Он медленно опустил микрофон, давая знак отключить громкую связь, а Ли Гуан-чень, ощерившись, прошипел:

— Моя — наблюдать…

— Ты — в сраку е…я …дь, — негромко, но четко выговаривая слова, ответил полковник. Получилось в рифму, но при этом как-то всерьез, даже без намека на улыбку, — а еще вот что: почему это ты, грязь, стоишь рядом со мной? По-моему, тебе никто на это место не звал. И без особого приказа лучше не попадайся мне на глаза. Потому что я могу быть не в духе и разделаюсь с тобой. Представляешь? Сделаю с тобой, что захочу, а вот мне никто, ничего за это не сделает…

Кули по-прежнему получали по одному комплекту спецодежды из десяти пошитых. Будучи вынужден наблюдать это, и при этом не имея ровно никакой возможности вмешаться, Ли Гуан-чень не выдержал и уже через пару дней спятил: это испытание для его, казалось бы, закаленной психики оказалось непосильным.

Еще через пару дней неожиданно похолодало, так что китайцы натянули свежепошитые робы, брошенные в прорыв сержанты и бывалые рядовые бойцы весь вечер обучали их правильно наматывать портянки, — и обучили. Только трети достались солдатские ботинки с обмотками из довоенных запасов, остальные обулись в новенькие кирзовые сапоги со складов 39-й армии. Ночью охрану удвоили, и все попытки как-то скинуть хабар бесшумным Ночным Теням не имели успеха. А наутро контингент отправили на совсем новенькую станцию «Степная — 3» только что проложенной ветки железной дороги, колонной, своим ходом.

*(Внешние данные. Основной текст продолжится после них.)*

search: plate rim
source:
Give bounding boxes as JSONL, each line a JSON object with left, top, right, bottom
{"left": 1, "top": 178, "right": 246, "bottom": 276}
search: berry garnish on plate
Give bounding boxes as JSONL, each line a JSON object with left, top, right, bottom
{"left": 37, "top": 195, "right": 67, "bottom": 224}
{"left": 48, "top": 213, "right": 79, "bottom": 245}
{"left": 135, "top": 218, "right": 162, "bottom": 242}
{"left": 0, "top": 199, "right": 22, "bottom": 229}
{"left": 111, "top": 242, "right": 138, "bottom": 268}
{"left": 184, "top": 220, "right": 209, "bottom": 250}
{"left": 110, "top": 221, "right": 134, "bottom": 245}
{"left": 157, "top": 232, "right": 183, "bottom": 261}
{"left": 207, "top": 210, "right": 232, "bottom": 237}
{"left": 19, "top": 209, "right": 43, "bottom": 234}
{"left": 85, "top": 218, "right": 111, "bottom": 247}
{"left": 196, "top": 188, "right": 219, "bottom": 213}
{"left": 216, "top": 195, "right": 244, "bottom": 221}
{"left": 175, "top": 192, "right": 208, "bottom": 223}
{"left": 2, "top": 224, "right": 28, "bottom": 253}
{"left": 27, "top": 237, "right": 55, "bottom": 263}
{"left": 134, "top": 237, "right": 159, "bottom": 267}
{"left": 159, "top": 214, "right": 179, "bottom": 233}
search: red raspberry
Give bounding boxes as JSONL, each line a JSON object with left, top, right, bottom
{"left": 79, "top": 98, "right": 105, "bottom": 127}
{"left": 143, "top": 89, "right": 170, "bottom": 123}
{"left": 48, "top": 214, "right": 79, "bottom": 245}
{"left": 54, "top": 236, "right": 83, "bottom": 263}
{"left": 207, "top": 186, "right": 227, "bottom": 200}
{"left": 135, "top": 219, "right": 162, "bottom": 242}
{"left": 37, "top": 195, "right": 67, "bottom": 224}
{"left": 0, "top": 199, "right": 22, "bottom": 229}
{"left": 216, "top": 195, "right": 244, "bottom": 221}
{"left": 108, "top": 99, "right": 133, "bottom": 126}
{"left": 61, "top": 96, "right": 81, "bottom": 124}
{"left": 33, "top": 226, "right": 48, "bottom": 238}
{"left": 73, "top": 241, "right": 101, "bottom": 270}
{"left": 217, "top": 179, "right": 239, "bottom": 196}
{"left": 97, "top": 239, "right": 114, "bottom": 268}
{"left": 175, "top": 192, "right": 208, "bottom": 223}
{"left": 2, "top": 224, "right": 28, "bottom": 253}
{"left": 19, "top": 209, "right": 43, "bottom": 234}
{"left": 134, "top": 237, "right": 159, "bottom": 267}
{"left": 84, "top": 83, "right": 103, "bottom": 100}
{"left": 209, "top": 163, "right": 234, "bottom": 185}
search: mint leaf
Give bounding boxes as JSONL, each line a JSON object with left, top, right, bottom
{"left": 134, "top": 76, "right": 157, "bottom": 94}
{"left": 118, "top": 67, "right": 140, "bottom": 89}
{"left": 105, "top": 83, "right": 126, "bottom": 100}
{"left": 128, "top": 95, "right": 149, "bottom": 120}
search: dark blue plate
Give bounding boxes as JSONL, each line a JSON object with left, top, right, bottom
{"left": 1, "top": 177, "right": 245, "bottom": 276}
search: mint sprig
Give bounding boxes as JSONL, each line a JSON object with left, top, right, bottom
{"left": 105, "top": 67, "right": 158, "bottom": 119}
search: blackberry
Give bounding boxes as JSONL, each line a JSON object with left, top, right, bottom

А товарищ Владимиров, глядя на бесконечные ряды черных фигур, бредущих на север, вдруг спросил:

— А вам, товарищ полковник, не страшно? Вот и мы, наподобие просвещенной Европы, обзавелись рабами.

— Для этих работа на Магистрали — счастливый билет. Хоть какая-то перспектива. Не думаю, что до весны из них дожило бы больше десяти процентов.

— Я не о них. Черт с ними, в конце концов. Я о нас, Александр Яковлевич. К дешевой рабочей силе слишком легко привыкнуть, а потом не сможешь без нее обходиться. Это точь-в-точь, как с опиумом.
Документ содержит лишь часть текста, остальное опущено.